Location: Montrose, CA
3,032 posts, read 8,922,963 times
Reputation: 1973
Quote:
Originally Posted by Dingler View Post
My wife and I are getting more and more flack from so called friends and family because we have decided to not have children. Many of the more religious ones are saying that my wife is not fulfilling her role as a female on the human race. The less outspoken ones tell us that something is wrong with us because we are not parents but do not say it is an obligation, just an expectation. We are not invited to many family activities because we do not have children.

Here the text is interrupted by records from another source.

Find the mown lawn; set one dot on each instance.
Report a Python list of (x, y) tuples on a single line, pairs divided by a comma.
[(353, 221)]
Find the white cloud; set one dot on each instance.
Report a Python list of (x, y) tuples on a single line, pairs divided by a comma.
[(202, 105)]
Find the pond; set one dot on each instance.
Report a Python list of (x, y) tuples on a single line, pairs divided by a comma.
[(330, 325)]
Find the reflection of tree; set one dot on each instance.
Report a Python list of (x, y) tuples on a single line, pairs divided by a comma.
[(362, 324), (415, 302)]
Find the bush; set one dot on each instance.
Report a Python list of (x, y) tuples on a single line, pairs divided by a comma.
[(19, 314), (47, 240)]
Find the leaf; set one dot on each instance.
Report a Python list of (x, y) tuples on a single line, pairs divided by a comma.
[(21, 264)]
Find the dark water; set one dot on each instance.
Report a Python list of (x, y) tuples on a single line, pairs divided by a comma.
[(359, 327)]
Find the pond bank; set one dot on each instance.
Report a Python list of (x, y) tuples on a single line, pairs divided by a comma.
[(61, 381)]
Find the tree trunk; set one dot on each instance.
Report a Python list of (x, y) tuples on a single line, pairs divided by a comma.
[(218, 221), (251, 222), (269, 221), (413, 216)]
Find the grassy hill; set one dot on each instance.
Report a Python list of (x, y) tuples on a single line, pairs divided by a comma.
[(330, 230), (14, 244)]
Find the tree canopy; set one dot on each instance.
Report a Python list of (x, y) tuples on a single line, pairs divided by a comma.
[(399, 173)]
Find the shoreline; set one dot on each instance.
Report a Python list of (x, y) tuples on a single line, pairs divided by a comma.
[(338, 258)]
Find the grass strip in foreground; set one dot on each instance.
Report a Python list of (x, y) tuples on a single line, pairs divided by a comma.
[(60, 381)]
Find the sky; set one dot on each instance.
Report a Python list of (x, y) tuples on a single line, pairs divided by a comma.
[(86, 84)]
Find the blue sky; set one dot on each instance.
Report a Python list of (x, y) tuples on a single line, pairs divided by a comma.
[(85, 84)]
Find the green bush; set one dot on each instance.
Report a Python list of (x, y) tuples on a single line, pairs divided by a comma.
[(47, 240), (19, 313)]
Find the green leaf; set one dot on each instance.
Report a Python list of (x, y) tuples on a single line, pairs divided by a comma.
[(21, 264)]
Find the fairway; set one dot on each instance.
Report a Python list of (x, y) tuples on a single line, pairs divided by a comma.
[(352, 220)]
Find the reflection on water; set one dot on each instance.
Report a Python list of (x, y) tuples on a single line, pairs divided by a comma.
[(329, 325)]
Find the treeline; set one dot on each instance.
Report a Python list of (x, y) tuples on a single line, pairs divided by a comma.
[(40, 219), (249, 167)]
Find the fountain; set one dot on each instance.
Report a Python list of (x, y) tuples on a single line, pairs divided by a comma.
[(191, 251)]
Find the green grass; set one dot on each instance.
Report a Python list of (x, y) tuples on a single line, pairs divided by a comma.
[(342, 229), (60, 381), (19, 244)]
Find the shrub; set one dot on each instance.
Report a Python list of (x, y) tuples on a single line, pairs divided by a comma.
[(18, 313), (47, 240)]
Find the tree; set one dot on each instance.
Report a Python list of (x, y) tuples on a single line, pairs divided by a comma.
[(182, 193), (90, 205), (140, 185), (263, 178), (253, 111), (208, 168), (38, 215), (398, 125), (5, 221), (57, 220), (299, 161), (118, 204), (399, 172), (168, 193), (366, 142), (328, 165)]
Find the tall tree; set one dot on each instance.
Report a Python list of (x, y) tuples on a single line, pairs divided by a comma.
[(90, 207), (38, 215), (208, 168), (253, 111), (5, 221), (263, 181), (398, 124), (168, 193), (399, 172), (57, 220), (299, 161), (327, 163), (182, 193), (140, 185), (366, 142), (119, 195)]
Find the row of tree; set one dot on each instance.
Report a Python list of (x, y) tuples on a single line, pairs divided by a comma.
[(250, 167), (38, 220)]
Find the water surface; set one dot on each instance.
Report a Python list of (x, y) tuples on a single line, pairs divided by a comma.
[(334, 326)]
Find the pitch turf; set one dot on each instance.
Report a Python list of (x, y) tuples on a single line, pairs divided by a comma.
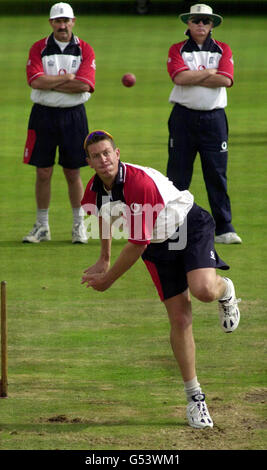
[(95, 371)]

I suspect many people are not as strong and have children because they are overwhelmed by peer and family pressures. No wonder there are so many bad parents out there.
Here's what you do...you go on lovely vacations together, just the two of you. You take great pictures while you're on vacation, and send them liberally to all your sour family members. Make sure you write on each one saying something like:

"We're having a GREAT TIME because we don't have kids! Sorry this note is so short but we're off to have our massages and our pedicures and then we're going deep-sea fishing before our lobster dinner tonight! We'll write you again soon, from the next exotic locale in our itinerary! Ciao!"

Ditto for when you buy something new and expensive, like that 60" flatscreen television or that sporty new car or that new beach house. They want to bag on you for deciding not to have kids? Eff 'em.